Chaos is something different. With the help of producer Nigel Godric and a supporting cast of musicians mostly named Paul McCartney, the former Beatle recorded what is undoubtedly his best in the past twenty-five years and probably his best since Back to the Egg. (I had previously considered Tug of War great but realized that I conveniently overlooked ”Dress me up as a Robber” and “Ebony and Ivory.”) Unlike so many McCartney albums, there isn’t one track on Chaos that leads me to reach for the “next track” button, and many of the songs are downright stellar.

McCartney proves he can still deliver a deftly-crafted pop song in “A Fine Line” and can make a gentle nod to his Beatles past with tracks like “Jenny Wren” and “English Tea,” but for me the standouts are songs that offer an unexpected darker side. My favorite albums moments are:

  • The 2:05 mark of “How Kind of You” as the drums and electric guitar kick in. The tune is lyrically hopeful but juxtaposed nicely against a rather melancholy harmonic progression that’s only enhanced by the drone of a harmonium.
  • The opening of “At the Mercy,” a particularly complex song both melodically and harmonically, deliciously dark by McCartney’s standards with a universal lyric.
  • The entire track of “Riding to Vanity Fair.” This gets my vote for the best song on the album, a gem that lifts the veil from Paul’s sunny disposition and wades in the waters of resentment.

While listening to this album for the first time I had assumed that it was about his breakup with Heather Mills, but alas, they didn’t divorce until 2008. Still, Chaos exudes uneasiness, reminding me of Ben Folds’s Songs for Silverman in that it may have captured the beginning of a downfall that didn't come to fruition until a few years later.

All in all, Chaos is a beautifully rich and complex album.  I’ve listened to it more in the past six months than any other album I own.

And now to William Shatner. When I saw him perform “Common People” on The Tonight Show with Ben Folds and Joe Jackson, both of whom are among my favorite musicians, the song peeked my interest back in 2004. And then I awoke the next morning to get the kids ready for school and forgot all about it.

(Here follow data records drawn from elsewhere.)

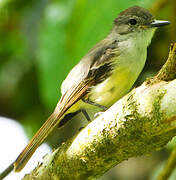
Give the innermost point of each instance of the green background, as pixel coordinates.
(40, 41)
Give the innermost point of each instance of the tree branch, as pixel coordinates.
(141, 122)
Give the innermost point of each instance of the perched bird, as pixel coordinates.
(104, 74)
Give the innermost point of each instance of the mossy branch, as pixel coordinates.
(140, 123)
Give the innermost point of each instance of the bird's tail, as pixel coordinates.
(39, 137)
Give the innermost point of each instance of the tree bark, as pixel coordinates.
(140, 123)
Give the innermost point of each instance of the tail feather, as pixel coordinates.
(39, 137)
(66, 101)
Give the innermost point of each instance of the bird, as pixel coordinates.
(103, 76)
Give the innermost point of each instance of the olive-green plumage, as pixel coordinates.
(104, 74)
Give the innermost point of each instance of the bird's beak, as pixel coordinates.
(158, 23)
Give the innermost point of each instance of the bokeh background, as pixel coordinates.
(40, 41)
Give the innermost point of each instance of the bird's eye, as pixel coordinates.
(133, 21)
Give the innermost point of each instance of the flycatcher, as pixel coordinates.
(104, 74)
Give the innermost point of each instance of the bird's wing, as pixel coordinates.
(92, 67)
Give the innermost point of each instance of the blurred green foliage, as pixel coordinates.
(42, 40)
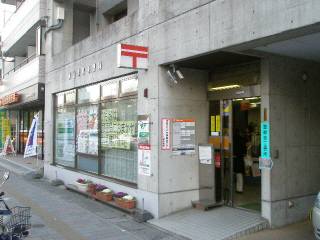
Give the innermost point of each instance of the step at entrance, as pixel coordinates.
(206, 204)
(221, 223)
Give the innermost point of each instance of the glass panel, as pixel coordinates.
(110, 89)
(88, 164)
(87, 130)
(65, 137)
(89, 94)
(119, 139)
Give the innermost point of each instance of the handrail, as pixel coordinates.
(24, 62)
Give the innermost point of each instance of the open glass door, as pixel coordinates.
(221, 139)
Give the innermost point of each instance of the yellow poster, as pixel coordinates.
(218, 123)
(213, 123)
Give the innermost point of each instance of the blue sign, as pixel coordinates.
(265, 140)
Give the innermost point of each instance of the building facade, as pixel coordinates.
(229, 87)
(23, 73)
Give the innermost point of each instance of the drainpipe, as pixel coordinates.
(54, 27)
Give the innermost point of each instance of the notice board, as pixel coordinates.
(183, 136)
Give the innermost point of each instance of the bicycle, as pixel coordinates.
(14, 222)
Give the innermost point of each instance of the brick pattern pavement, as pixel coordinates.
(62, 215)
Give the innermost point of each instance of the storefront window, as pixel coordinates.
(89, 94)
(87, 138)
(65, 137)
(119, 139)
(79, 137)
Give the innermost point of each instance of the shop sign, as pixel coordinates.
(8, 146)
(265, 159)
(9, 99)
(165, 134)
(143, 131)
(205, 154)
(183, 136)
(85, 69)
(132, 56)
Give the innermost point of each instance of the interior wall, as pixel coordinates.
(294, 115)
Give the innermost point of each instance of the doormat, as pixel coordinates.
(252, 206)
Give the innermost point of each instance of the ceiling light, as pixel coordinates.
(225, 87)
(252, 98)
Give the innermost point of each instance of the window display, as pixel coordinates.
(87, 130)
(119, 139)
(65, 143)
(80, 136)
(89, 94)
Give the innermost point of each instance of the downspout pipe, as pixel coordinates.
(54, 27)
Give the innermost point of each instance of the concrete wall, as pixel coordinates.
(179, 175)
(294, 114)
(29, 13)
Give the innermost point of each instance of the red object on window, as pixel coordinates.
(217, 160)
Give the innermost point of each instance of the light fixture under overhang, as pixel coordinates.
(225, 87)
(252, 98)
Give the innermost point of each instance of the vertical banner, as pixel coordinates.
(265, 161)
(31, 146)
(144, 161)
(165, 134)
(143, 131)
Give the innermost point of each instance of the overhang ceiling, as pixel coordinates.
(305, 47)
(217, 59)
(20, 47)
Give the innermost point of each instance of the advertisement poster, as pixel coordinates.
(31, 146)
(165, 133)
(205, 154)
(87, 130)
(183, 136)
(144, 162)
(65, 136)
(116, 134)
(143, 131)
(265, 161)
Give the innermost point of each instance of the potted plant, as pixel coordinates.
(105, 194)
(91, 189)
(124, 200)
(82, 184)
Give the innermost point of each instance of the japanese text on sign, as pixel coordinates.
(165, 133)
(183, 137)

Fast forward eleven years later, when – in an effort to prove to my friend Kevin that 1995 was in fact a terrific year for rock music and not its nadir – I purchased the album Different Class by the band Pulp, and the fantastic third track “Common People” suddenly reminded me of the Shatner performance. I finally took the plunge and purchased Has Been earlier this year on the advice of a musician friend of mine, and lo and behold, the former Captain Kirk – with the help of producer and co-writer Ben Folds – pulls off a brilliant combination of wit, vulnerability, frustration and hilarity.

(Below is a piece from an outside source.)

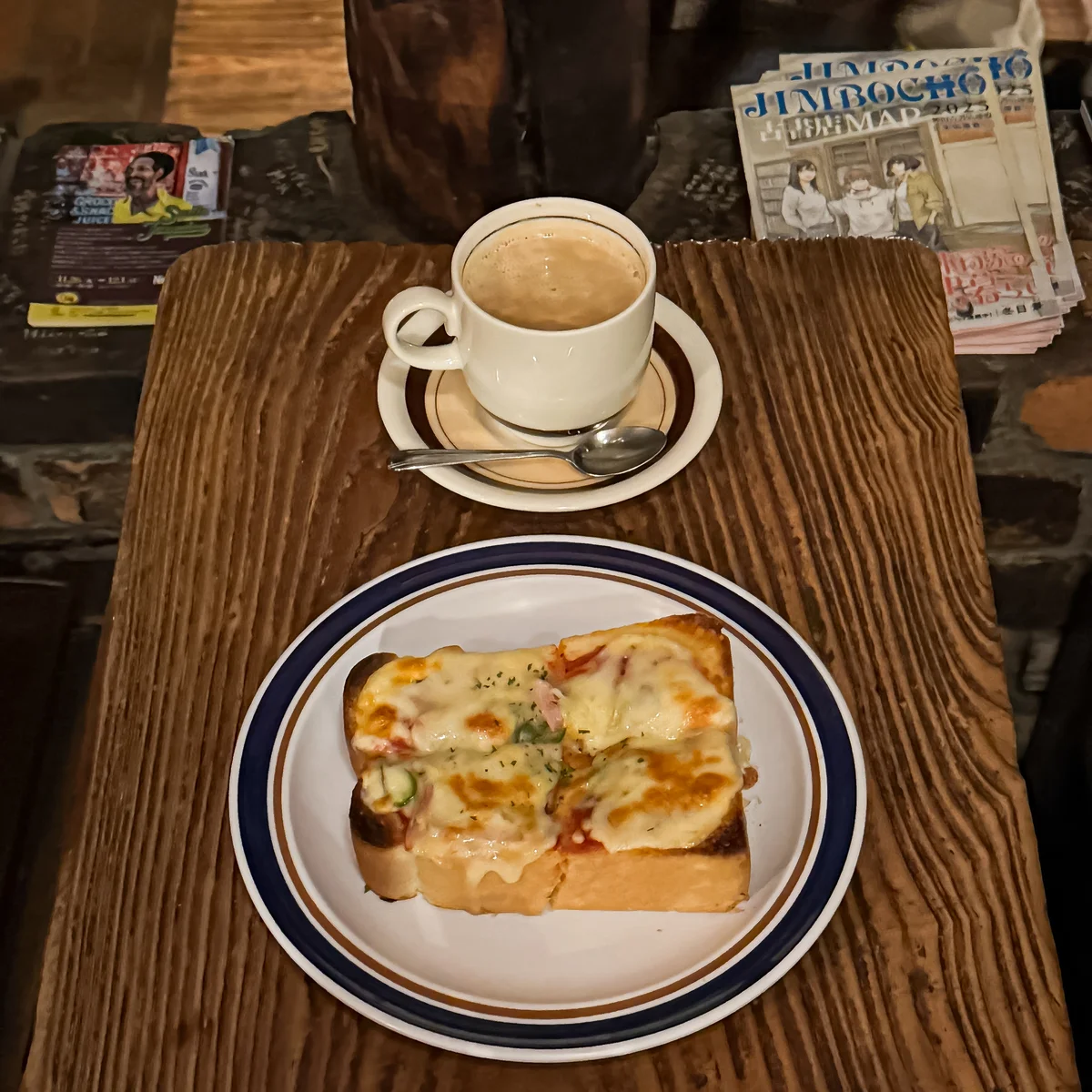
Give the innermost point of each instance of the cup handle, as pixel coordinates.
(434, 358)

Shatner can’t sing. He knows he can’t sing, and when I mean he can’t sing, I don’t mean he can’t sing well, I mean he CAN NOT SING. It’s okay. Instead, he executes something close to beat poetry behind a backdrop of Folds musical compositions, and the results are often mesmerizing.  My favorite tracks from the album:

  • “It Hasn’t Happened Yet.” After the entertaining cover of “Common People,” Shatner lets the listener know that the album isn’t going to be one big joke, that lyrically he can match the uneasiness and regret of a good Jackson Browne song. Wonderfully evocative.
  • “You’ll Have Time.” Sure, it goes on a bit long, but it’s an excellent example of how a performance can raise the ante. Reading the lyrics to this song and one might think, “meh,” but hear the lyrics out of Shatner’s mouth, and it’s comedic perfection.
  • Nothing wins me over more than an artist who doesn’t take himself too seriously (and there have been plenty of times in Shatner’s career when he seemed to take himself WAY too seriously), and in “I Can’t Get Behind That” he and Henry Rollins recite a litany of things that make their blood boil. And then Shatner says, “I can’t get behind so-called singers that can’t carry a tune, get paid for talking. How easy is that?”  I’m sold!

So there you are. Two of undoubtedly dozens of great albums I missed in the mid 2000s. If you’ve got a few more suggestions, send them my way. It seems there’s always time to make up for lost time.